Peygamberimiz (s), son hastalığının ızdırabı içinde ümmetini tevhide karşı duyarlı olmaya çağırıyordu. Yaşamının son anında dahi O’nun, "lâ İlâhe İllâllah" hakikatini canlı tutmaya çaba sarf ettiğini görmekteyiz. O, kendisinden sonra muhtemel şirk tehlikesine karşı ümmetini uyarırken, tevhid toplumunun oluşmasının da ancak "lâ İlâhe İllâllah"a kilitlenmek ile mümkün olabileceğini öğretiyordu bizlere.
Kur’an’ın muhatabına kazandırdığı bu hassasiyet davet tarihine adeta rengini vermiştir. Davetin her safhasında "lâ İlâhe İllâllah" mührünü görmek mümkündür. "Lâ İlâhe İllâllah" bütünlüğü, iki temel başat karakter ile ön plana çıkar. Bu özellikler, netlik ve kararlılıktır. Bu temel ayraçlar İslâm davet tarihi boyunca, tevhid akidesinden ayrılmaz prensipler olmuşlardır. Bu bütünlüğün, akide, amel ve hareketi kapsadığı kanaâtindeyiz. Bütün bunlara yön ve renk veren aslî unsur yine "lâ İlâhe İllâllah"tır.
Mücadele tarihinde peygamberlere yapılan nice teklifler vardır ki salt aklî değerlendirmeyle bakıldığında cazip, hatta nihaî hedefe götürücü gibi gözükebilir. Bunların içinde, mal-mülk, başkanlık, kadın ve daha başka dünyalık teklifler olduğu bilinen gerçeklerdir. Peygamberimiz (s)’in kendisine yapılan tekliflere verdiği cevaplar tarihsel birer vakıadan öte ümmetin önüne konulan yol işaretleridir. Bu örneklik bütün İslâm tarihi boyunca yaşanmıştır. Dolayısıyla bu örnekler sonraki kuşaklar için haberî olmaktan öte inşâî nitelik taşımaktadırlar. Bu sebeple ilkeselliğe riayet, dönemsel olmayıp neredeyse bütün peygamberlerin davet aşamalarında vardır; dolayısıyla evrenseldir.
İslâm, olaylara faydacı bir yaklaşımla bakmayı baştan reddeder. Ayrıcalıklı statülere; başkanlık, reislik, zenginlik gibi fırsatlara ulaşmak, ‘istediğini gerçekleştirmek için imkan’ olarak düşünülebilir.

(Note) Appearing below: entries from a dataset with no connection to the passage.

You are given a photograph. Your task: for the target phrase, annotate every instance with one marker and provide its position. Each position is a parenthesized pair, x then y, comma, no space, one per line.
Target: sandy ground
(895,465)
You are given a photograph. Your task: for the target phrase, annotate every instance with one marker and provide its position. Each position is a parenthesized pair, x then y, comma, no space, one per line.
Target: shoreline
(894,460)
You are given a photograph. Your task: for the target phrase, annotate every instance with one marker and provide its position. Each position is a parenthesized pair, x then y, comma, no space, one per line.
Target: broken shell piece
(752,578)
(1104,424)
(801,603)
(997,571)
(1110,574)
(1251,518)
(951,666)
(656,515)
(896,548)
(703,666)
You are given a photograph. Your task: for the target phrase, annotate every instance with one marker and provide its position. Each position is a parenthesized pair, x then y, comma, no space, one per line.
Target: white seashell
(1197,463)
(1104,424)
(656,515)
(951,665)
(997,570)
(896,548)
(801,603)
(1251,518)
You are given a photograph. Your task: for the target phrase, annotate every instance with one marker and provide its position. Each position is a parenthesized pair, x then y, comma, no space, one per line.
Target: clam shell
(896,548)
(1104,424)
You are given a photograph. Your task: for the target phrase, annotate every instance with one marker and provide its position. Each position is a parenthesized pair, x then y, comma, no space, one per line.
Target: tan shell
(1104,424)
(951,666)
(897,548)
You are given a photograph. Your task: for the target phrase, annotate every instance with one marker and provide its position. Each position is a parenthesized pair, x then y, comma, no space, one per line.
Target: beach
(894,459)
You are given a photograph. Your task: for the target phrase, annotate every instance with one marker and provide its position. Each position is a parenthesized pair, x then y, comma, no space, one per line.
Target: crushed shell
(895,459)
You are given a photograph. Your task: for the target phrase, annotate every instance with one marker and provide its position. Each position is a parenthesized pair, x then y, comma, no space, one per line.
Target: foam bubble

Ancak bütün bunlar kolaycı ve sınırlı mantık ürünü yaklaşımlardır ve Peygamberî tarz olmadığı görülmektedir.
Allah Resulüne (s) yapılan uzlaşı tekliflerine verdiği cevaplar da maalesef sonraki kuşaklar tarafından gereği gibi değerlendirilmemiştir. Bu tekliflerin, davetin en zorlu dönemlerinde yapılıyor olması da manidardır. Ancak yaşanılan zorluklar takınılması gerekli tavrı değiştirmiyordu. Peygamberimiz, Ebu Cehil’in, "bizden istediğin nedir?" sorusuna verdiği cevapta net ve kararlıdır: "Sadece putlardan vazgeçip Allah’u Teâla’ya ibadet etmenizdir." Ebu Cehil’in, "sen bizden başka bir şey isteyemez misin?" teklifine karşılık ise Allah Rasûlü; "gökyüzünden güneşi indirip elime koysalar yine bu sözden yani "lâ İlâhe İllâllah"tan vaz geçmem" diyordu. Peygamberimiz, mücadelenin her aşamasında tevhidî tavrını tekrarlamıştır. O, "lâ İlâhe İllâllah"a muhalif çözüm (!) önerilerine yönelik, "Ben huzur ve rahat aramaya görevli değilim. Hicrette Allah-u Teâlâ’nın emrini beklerim. Ne emrederse ona göre hareket ederim" diyerek stratejisinin de Allah (c)’ın emirine dayalı olduğunu bildirmiştir. Görülüyor ki, davanın, başı da sonu da aynı hakikattır. Bununla da yaşanılanların, anın haberî olmakla birlikte sonraki kuşaklar için inşâî bir nitelik taşıdığı tescil edilmektedir.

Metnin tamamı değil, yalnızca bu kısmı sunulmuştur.